Jason Momoa and rock climber Chris Sharma host "The Climb," a rock-climbing series on HBO Max.
The eight-episode season sees 10 amateur climbers tackle climbing challenges around the world.
Momoa and Sharma told Insider how their love for climbing led to the creation of "The Climb."
Jason Momoa recalls the first time he met legendary rock climber Chris Sharma.
The "Aquaman" actor was a gangly high-school junior, climbing rock formations around Hueco Tanks, a state park roughly 30 miles east of El Paso, Texas known for being one of the best bouldering sites in the world. Sharma, then 15 years old, was already a rock-climbing prodigy, nimbly scaling cliffs, banks, and peaks with utter ease.
"It was like watching someone walk on water," Momoa told Insider over Zoom on Sunday. "You'd never seen anyone climb something like that."

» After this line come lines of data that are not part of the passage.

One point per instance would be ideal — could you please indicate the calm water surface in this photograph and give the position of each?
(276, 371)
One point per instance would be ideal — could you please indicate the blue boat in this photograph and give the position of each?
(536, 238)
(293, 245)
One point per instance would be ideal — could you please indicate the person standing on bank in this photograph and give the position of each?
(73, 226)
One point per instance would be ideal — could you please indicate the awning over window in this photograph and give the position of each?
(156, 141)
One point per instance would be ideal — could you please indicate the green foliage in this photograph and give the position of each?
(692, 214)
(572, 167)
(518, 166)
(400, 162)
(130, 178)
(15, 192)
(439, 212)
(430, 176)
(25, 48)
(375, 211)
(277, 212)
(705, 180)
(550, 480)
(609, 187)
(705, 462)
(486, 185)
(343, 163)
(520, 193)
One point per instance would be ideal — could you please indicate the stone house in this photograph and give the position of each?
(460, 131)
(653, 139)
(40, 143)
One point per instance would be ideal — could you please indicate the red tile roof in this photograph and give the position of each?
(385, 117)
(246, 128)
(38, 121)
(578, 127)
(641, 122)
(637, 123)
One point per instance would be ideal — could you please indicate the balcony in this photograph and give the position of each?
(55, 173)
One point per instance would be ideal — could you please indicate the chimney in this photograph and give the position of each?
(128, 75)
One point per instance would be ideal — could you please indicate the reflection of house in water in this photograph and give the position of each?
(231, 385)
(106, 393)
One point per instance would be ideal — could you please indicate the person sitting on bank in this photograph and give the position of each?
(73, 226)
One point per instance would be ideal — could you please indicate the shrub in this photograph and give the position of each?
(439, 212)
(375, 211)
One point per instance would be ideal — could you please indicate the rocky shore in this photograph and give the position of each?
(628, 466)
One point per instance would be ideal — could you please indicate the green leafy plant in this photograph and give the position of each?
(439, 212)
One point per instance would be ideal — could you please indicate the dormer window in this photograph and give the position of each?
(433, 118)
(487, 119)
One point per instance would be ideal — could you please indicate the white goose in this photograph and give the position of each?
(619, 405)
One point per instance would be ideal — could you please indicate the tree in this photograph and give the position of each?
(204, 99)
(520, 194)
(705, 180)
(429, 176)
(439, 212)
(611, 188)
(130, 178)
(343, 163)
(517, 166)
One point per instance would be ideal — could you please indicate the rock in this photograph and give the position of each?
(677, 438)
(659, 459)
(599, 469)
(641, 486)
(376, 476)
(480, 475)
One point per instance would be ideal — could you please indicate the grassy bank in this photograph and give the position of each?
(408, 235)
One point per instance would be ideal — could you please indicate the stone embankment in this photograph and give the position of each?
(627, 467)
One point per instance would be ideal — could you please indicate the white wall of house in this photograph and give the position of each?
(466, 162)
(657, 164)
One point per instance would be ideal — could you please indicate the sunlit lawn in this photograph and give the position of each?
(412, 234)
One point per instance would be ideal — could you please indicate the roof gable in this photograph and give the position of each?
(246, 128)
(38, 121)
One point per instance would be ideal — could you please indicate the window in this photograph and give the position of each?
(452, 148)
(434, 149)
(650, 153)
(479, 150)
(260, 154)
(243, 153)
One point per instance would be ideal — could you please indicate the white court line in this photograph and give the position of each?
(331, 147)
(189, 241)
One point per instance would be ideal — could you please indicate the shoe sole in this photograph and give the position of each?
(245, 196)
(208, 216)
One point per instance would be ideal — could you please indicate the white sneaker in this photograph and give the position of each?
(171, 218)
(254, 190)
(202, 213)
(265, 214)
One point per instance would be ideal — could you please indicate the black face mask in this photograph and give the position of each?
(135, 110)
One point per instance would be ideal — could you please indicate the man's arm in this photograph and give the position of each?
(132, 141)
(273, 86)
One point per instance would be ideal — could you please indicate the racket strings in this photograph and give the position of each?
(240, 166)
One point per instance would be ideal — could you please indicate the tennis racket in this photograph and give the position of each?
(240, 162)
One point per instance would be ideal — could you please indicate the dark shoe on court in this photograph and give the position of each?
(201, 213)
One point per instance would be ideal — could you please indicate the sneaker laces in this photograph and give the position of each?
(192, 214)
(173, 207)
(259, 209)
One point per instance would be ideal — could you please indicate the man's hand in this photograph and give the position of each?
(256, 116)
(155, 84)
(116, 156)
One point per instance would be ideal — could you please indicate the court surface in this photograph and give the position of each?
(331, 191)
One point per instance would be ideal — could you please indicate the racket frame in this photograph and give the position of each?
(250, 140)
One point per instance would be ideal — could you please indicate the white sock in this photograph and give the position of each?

Fast-forward 25 years and Momoa is one of the most sought-after actors in Hollywood, slated to appear as the "very flamboyant bad boy" (read: villain) in "Fast X," due out in May, and reprise his role as Aquaman in "Aquaman and the Lost Kingdom" this Christmas. Sharma, for his part, is now hailed as one of the greatest rock climbers in history, having ascended Jumbo Love at Clark Mountain in California, the hardest climbing route in the US.
"We've accomplished so much in our careers," explained Momoa, who said their families spend quality time together, with Sharma teaching Momoa's children, Lola and Nakoa-Wolf, how to climb. "We'd just go, 'Let's go do this, and let's go dream up that.'
"It's cool to look back on when we were younger, just going around the world and traveling," added Momoa, before joking, "Now I get to see all these things that he's accomplished, and he gets to see my shitty films now!"
The duo wanted to take their mutual love for rock climbing and share that with the masses. The result: their rock-climbing competition series "The Climb." Momoa and Sharma executive produced and hosted the show, which debuted on HBO Max on Thursday.
The eight-episode season takes 10 amateur climbers of different ages and skill levels and transports them to scenic climbing challenges around the world that wildly vary in terrain and difficulty, from the limestone cliffs of Catalonia to Wadi Rum, a breathtaking desert valley carved into the sandstone and granite rock in southern Jordan. The last climber standing walks off with a $100,000 cash prize and a sponsorship from performance apparel maker prAna.
"Of course, there's an element of a competition, and that's also natural in the human spirit to want to find out who's the best, but we also wanted to really share with the world how amazing the sport is that we get to go to these amazing locations," said Sharma. "They're also places that, when Jason's come out and visited me, that I've taken him to, and so they were very close to both of our passion for climbing."
HBO Max first ordered "The Climb" in July 2021, and while Momoa initially planned to be more involved in the show — 'My fucking passion is climbing. This was a dream job with one of my best friends" — the actor had to take a less active role due to a hernia surgery he received immediately after filming the "Aquaman" sequel.
"My belly button was sticking out like a thumb sticking out of my belly," recalled Momoa, who added he was passionate about joining the climbers in Jordan. "I'm the one that was like, 'bro, I'm doing Jordan. I'm in Jordan shooting 'Dune 2.' Let's go to fucking Jordan, and then I don't get to go to Jordan because of the surgery! So it's a bummer. Because you're like, 'I want to be there.'"
Despite that setback, Momoa is proud of the show's globe-trotting season and remains extremely hopeful HBO will greenlight the show for another season.
"I was surprised by what happens in the end," teased Momoa of the show's season finale. "Climbing is a sport that's not just like basketball or football, it's man and man. There's already enough fear, anxiety, and adventure with each style of climbing, but there are also so many mind games, and there's so much to break through in your own body. But it's really beautiful to see the support that comes through from these people, to see everyone of all shapes and sizes supporting each other to try to get through this competition."